Find the number of positive integers that satisfy both the following conditions:
* Each digit is a $1$ or a $2$ or a $3$
* The sum of the digits is $12$
To solve this problem, we will use casework. We start with the number of 1's. Suppose there are $n$ 1's in the number. Then there must be $12-n$ 2's and no 3's. Since each digit is either 1, 2, or 3, there are $n$ digits in total. Thus, we want to find the number of positive integers where the sum of the digits is 12 and only includes the digits 1 and 2. If there are $n$ 1's, then there must be $12-n$ 2's. Since each digit is 1 or 2, we want to find the number of non-negative solutions to $n+(12-n)=12$. Simplifying, we get $2n=12$, so $n=6$. Therefore, there is $\boxed{1}$ possibility where there are 6 1's and 6 2's.
Note: We do not need to consider cases with 3's because a digit of 3 would make the sum of the digits greater than 12.
To find the number of positive integers that satisfy both conditions, we will use a method called generating functions.
Let's represent each digit as a term in a polynomial.
The polynomial $(x+x^2+x^3)$ represents the possible choices for each digit, where $x^1$ represents $1$, $x^2$ represents $2$, and $x^3$ represents $3$.
To represent the sum of the digits as $12$, we can multiply the polynomial $(x+x^2+x^3)$ by itself 12 times, since the sum of these terms will give us all combinations of digits adding up to $12$.
Therefore, the generating function for the sum of digits being $12$ is:
\[(x+x^2+x^3)^{12}\]
Now, we need to find the coefficient of $x^{12}$ in this expanded expression. The coefficient will give us the number of positive integers that satisfy both conditions.
To find the coefficient, we can use the binomial theorem or a combinatorial approach.
Using the binomial theorem, we can expand the generating function as:
\[(x+x^2+x^3)^{12} = \binom{12}{0}x^{0}(x^1+x^2+x^3)^{12}+\binom{12}{1}x^{1}(x^1+x^2+x^3)^{11}+\binom{12}{2}x^{2}(x^1+x^2+x^3)^{10}+...+\binom{12}{12}x^{12}(x^1+x^2+x^3)^{0}\]
Considering only the terms with $x^{12}$:
\[\binom{12}{0}x^{0}(x^1+x^2+x^3)^{12} = (1)(1)^{12} = 1\]
\[\binom{12}{1}x^{1}(x^1+x^2+x^3)^{11} = (12)(1)(1)^{11} = 12\]
\[\binom{12}{2}x^{2}(x^1+x^2+x^3)^{10} = (66)(1)(1)^{10} = 66\]
Therefore, the coefficient of $x^{12}$ in the expanded expression is $1+12+66=79$.
Hence, there are $79$ positive integers that satisfy both conditions.
To find the number of positive integers that satisfy both conditions, we can use the concept of generating functions.
In this case, we want to find the number of ways we can represent the number $12$ as a sum of $1$s, $2$s, and $3$s.
Let's define three variables:
$x$ represents the number of $1$s we choose.

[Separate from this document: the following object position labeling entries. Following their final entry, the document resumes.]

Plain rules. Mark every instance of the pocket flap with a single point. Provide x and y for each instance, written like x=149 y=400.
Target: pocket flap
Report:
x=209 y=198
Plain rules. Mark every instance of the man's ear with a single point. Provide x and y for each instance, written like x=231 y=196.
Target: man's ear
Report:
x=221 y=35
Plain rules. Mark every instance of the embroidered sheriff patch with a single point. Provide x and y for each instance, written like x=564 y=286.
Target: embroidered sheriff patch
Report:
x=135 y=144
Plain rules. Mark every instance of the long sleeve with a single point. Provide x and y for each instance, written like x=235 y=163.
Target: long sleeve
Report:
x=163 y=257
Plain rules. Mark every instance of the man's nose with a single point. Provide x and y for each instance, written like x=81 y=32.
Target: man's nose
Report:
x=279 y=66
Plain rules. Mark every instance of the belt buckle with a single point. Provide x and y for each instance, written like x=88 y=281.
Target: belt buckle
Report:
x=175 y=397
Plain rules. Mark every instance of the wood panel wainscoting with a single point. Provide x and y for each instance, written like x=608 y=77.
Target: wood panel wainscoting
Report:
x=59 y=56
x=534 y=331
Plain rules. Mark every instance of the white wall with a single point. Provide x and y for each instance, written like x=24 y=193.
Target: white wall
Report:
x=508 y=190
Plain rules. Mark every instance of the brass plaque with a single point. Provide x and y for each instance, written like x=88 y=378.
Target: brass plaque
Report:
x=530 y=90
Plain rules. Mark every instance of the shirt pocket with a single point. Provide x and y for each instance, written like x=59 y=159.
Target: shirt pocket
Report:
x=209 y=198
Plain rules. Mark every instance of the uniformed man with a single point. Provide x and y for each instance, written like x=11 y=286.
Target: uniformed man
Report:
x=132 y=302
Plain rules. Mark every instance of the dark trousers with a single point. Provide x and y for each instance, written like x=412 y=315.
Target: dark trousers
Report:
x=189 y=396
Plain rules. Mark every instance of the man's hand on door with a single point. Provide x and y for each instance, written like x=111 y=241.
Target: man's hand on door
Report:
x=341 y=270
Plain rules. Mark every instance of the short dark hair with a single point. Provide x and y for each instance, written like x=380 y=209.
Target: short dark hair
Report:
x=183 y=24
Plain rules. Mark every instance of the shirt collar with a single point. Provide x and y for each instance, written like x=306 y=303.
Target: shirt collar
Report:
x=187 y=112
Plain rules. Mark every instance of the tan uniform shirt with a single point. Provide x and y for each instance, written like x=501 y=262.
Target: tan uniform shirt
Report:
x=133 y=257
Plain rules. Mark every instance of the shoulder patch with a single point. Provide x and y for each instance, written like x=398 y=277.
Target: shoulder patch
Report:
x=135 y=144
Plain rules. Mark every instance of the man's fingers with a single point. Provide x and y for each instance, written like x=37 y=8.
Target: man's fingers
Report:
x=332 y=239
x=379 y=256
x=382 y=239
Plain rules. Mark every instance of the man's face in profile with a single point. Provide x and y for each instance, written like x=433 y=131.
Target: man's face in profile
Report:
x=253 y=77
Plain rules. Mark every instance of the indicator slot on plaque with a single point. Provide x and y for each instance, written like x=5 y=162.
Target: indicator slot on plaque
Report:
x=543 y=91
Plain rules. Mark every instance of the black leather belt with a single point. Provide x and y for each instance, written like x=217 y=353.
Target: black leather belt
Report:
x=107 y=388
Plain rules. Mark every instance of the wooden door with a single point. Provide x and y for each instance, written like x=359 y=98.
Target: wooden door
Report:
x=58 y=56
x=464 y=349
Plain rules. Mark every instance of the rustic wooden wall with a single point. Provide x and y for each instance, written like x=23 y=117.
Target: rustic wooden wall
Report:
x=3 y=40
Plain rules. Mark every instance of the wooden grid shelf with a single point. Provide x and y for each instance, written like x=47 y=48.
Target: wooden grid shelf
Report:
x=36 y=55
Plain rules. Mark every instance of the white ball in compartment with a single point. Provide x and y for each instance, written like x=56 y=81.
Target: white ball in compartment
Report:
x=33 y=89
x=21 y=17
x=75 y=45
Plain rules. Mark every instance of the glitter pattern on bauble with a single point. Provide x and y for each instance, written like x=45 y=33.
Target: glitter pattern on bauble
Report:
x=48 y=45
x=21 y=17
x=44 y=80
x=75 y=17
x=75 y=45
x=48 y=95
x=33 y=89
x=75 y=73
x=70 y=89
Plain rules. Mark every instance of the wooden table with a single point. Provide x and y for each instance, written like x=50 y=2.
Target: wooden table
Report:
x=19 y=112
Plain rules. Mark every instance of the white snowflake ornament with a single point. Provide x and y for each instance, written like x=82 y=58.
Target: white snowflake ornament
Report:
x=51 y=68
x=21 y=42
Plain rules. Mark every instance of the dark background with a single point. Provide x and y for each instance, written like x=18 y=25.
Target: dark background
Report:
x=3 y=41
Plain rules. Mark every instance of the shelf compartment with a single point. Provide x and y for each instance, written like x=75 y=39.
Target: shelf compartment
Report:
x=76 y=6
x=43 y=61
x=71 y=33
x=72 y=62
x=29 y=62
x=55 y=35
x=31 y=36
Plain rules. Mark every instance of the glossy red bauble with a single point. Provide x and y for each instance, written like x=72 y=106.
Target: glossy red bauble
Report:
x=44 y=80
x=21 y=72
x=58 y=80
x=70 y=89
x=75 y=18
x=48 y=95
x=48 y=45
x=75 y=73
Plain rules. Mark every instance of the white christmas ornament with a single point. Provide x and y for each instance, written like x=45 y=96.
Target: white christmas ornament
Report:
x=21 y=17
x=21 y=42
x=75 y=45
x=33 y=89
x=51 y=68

$y$ represents the number of $2$s we choose.
$z$ represents the number of $3$s we choose.
We need to find the coefficient of the term $x^{12}$ in the expansion of the polynomial $(x + x^2 + x^3)(y + y^2 + y^3)(z + z^2 + z^3)$.
To simplify this expression, we can notice that each term in the expansion represents choosing a power of $x$, $y$, and $z$ from either $1$, $2$, or $3$. So, we can rewrite the expression as $(x + x^2 + x^3)^3$.
Expanding this expression, we get:
$(x + x^2 + x^3)^3 = x^3 + 3x^4 + 6x^5 + 7x^6 + 6x^7 + 3x^8 + x^9$
Now, we need to find the coefficient of $x^{12}$. From the expression, we can see that there is no term with $x^{12}$, which means there are no positive integers that satisfy both conditions.
Therefore, the number of positive integers that satisfy both conditions is $0$.